本文章由计算机程序翻译，如有差异，请以英文原文为准。

查看原文本刊更多论文

Evaluating Large Language Models in Addressing Patient Questions on Endodontic Pain: A Comparative Analysis of Accessible Chatbots.

Introduction: Patients increasingly use large language models for health-related information, but their reliability and usefulness remain controversial. Continuous assessment is essential to evaluate their role in patient education. This study evaluates the performance of ChatGPT-3.5 and Gemini in answering patient inquiries about endodontic pain.

Methods: A total of 62 frequently asked questions on endodontic pain were categorized into etiology, symptoms, management, and incidence.
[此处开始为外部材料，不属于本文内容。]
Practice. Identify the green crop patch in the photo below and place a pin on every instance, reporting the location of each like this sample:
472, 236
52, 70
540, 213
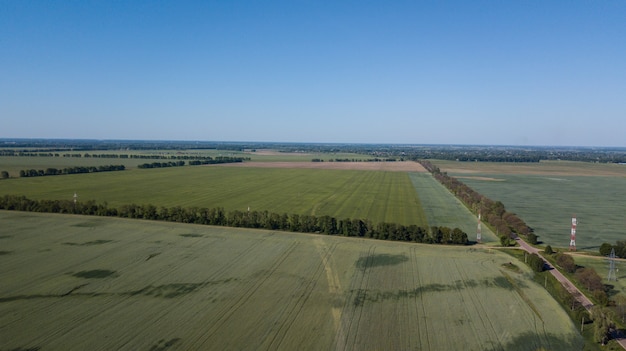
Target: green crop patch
378, 196
169, 291
243, 289
95, 274
191, 235
89, 243
164, 345
378, 260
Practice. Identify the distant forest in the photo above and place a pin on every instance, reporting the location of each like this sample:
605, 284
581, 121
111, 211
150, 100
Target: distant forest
485, 153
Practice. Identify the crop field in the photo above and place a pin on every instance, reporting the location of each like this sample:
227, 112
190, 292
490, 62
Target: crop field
444, 209
601, 265
546, 195
14, 164
376, 195
77, 282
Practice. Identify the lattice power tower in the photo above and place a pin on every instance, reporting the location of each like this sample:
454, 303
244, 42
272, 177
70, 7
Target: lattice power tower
478, 231
612, 276
572, 238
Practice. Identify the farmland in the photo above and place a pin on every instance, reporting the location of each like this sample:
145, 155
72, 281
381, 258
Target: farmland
546, 194
76, 282
376, 195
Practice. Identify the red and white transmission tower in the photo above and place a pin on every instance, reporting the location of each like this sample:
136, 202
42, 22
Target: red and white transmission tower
572, 241
478, 230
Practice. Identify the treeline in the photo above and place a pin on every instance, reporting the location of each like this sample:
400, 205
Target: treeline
246, 219
204, 161
217, 160
619, 247
492, 212
161, 164
195, 158
69, 170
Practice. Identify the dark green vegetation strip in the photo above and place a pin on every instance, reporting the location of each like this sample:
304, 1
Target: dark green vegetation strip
548, 202
378, 196
249, 219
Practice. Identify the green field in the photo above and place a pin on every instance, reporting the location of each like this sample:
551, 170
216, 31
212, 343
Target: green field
444, 209
377, 196
546, 195
14, 164
601, 265
76, 282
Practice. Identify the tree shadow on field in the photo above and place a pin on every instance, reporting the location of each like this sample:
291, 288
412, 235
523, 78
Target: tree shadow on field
533, 341
380, 260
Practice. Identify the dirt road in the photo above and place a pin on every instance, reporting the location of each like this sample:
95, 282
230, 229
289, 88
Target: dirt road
567, 284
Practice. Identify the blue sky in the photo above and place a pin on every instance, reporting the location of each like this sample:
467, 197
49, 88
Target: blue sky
419, 72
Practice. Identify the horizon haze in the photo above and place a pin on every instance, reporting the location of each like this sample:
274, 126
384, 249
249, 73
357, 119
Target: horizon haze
443, 73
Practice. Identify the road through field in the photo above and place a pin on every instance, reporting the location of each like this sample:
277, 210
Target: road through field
567, 284
79, 282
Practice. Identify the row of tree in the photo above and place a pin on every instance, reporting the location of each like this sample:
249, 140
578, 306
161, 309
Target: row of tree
217, 160
619, 247
162, 164
248, 219
68, 170
492, 212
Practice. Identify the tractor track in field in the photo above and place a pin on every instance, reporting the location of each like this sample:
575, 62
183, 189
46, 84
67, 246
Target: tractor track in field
353, 307
298, 305
229, 309
419, 305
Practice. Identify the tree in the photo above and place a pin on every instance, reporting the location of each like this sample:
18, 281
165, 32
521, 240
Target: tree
504, 240
602, 323
590, 279
566, 262
605, 249
535, 262
621, 304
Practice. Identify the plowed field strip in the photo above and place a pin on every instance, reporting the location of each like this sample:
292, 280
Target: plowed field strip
298, 304
363, 288
478, 310
229, 310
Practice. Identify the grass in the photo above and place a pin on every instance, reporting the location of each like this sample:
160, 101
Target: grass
546, 195
443, 209
377, 196
14, 164
254, 289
Responses from ChatGPT 3.5 and Gemini were assessed using standardized tools, including the Global Quality Score (GQS), Completeness, Lack of false information, Evidence supported, Appropriateness and Relevance reliability tool, and readability indices (Flesch-Kincaid and Simple Measure of Gobbledygook).

Results: Compared to Gemini, ChatGPT 3.5 responses scored significantly higher in terms of overall quality (GQS: 4.67-4.9 vs 2.5-4, P < .001) and reliability (Completeness, Lack of false information, Evidence supported, Appropriateness and Relevance: 23.5-23.6 vs 19.35-22.7, P < .05). However, it required a higher reading level (Simple Measure of Gobbledygook: 14-17.6) compared to Gemini (8.7-11.3, P < .001). Gemini's responses were more readable (6th-7th grade level) but lacked depth and completeness.
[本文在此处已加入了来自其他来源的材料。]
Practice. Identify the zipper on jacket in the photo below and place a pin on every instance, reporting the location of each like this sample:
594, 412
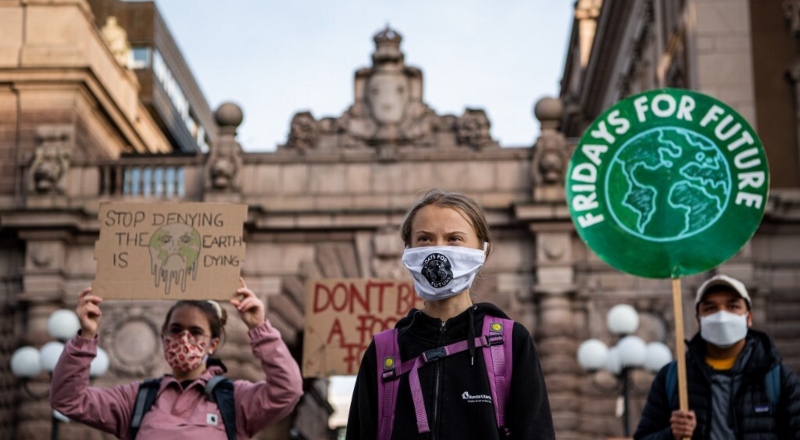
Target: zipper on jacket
438, 366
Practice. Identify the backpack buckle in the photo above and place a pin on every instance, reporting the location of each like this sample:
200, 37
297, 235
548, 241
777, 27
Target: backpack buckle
494, 339
434, 354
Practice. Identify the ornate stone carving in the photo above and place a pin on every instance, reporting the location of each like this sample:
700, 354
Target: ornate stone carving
117, 40
550, 153
473, 129
225, 159
303, 134
51, 160
131, 337
388, 112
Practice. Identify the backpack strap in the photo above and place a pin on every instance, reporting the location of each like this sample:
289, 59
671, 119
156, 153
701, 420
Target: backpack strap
672, 383
498, 361
387, 360
432, 355
145, 398
219, 389
772, 384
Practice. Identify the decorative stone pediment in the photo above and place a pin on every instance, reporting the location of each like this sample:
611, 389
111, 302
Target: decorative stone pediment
388, 110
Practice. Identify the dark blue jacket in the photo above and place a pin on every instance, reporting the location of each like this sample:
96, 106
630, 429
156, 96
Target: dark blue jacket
749, 399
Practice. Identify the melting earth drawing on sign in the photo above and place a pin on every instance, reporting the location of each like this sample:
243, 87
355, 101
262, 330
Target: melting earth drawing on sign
675, 184
174, 254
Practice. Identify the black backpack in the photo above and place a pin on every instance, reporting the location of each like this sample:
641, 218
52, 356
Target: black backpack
219, 389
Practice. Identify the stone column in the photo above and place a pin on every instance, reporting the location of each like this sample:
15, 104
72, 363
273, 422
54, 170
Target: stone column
555, 331
224, 165
551, 302
43, 281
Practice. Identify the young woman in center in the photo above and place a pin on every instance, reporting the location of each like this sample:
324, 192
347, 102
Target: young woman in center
447, 240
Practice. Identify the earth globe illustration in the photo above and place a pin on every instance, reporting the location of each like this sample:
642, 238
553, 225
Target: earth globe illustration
673, 182
174, 254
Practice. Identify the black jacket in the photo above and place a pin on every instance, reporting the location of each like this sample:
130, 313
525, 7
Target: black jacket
444, 382
749, 400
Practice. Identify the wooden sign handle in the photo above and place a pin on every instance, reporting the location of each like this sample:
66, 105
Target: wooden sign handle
680, 346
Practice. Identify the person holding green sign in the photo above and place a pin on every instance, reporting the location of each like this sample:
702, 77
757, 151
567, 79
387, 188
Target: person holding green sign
738, 386
453, 370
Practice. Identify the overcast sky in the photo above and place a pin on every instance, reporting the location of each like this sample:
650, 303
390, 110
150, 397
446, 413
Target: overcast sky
277, 58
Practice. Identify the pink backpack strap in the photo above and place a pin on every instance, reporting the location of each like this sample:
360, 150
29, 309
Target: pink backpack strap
498, 361
387, 360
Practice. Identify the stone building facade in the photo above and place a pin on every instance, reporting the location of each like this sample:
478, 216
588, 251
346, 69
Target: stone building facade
743, 52
329, 201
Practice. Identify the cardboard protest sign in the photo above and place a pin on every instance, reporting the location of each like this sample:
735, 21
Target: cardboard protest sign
667, 183
169, 250
343, 314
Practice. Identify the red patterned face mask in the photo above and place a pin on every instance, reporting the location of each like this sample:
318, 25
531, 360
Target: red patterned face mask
183, 352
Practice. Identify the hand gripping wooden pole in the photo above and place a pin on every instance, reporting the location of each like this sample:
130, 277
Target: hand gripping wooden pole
680, 346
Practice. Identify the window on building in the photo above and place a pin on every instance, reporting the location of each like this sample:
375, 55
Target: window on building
173, 90
139, 57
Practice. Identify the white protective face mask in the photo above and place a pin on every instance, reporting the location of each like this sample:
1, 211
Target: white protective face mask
443, 271
723, 329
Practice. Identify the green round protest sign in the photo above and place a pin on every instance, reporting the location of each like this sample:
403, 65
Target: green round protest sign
667, 183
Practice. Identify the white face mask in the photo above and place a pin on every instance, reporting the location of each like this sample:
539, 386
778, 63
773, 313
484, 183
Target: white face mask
723, 329
442, 271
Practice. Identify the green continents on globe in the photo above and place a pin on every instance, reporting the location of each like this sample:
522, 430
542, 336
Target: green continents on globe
174, 254
667, 183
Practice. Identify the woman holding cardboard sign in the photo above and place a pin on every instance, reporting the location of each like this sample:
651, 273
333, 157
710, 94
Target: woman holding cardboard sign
453, 370
195, 401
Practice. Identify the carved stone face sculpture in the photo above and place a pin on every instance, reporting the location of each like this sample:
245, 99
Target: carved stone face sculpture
174, 254
303, 134
388, 96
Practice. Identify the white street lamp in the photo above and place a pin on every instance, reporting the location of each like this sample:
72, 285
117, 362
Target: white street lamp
629, 353
657, 355
25, 362
50, 353
99, 364
28, 362
63, 324
592, 354
622, 320
632, 352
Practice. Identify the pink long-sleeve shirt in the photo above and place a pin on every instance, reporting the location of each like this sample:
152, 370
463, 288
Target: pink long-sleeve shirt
179, 413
Conclusion: While ChatGPT 3.5 outperformed Gemini in quality and reliability, its complex language reduced accessibility. In contrast, Gemini's simpler language enhanced readability but sacrificed comprehensiveness. These findings highlight the need for professional oversight in integrating artificial intelligence-driven tools into healthcare communication to ensure accurate, accessible, and empathetic patient education.

求助全文

通过发布文献求助，成功后即可免费获取论文全文。去求助

来源期刊

Journal of endodontics 医学-牙科与口腔外科

CiteScore

8.80

自引率

9.50%

发文量

224

审稿时长

42 days

期刊介绍： The Journal of Endodontics, the official journal of the American Association of Endodontists, publishes scientific articles, case reports and comparison studies evaluating materials and methods of pulp conservation and endodontic treatment. Endodontists and general dentists can learn about new concepts in root canal treatment and the latest advances in techniques and instrumentation in the one journal that helps them keep pace with rapid changes in this field.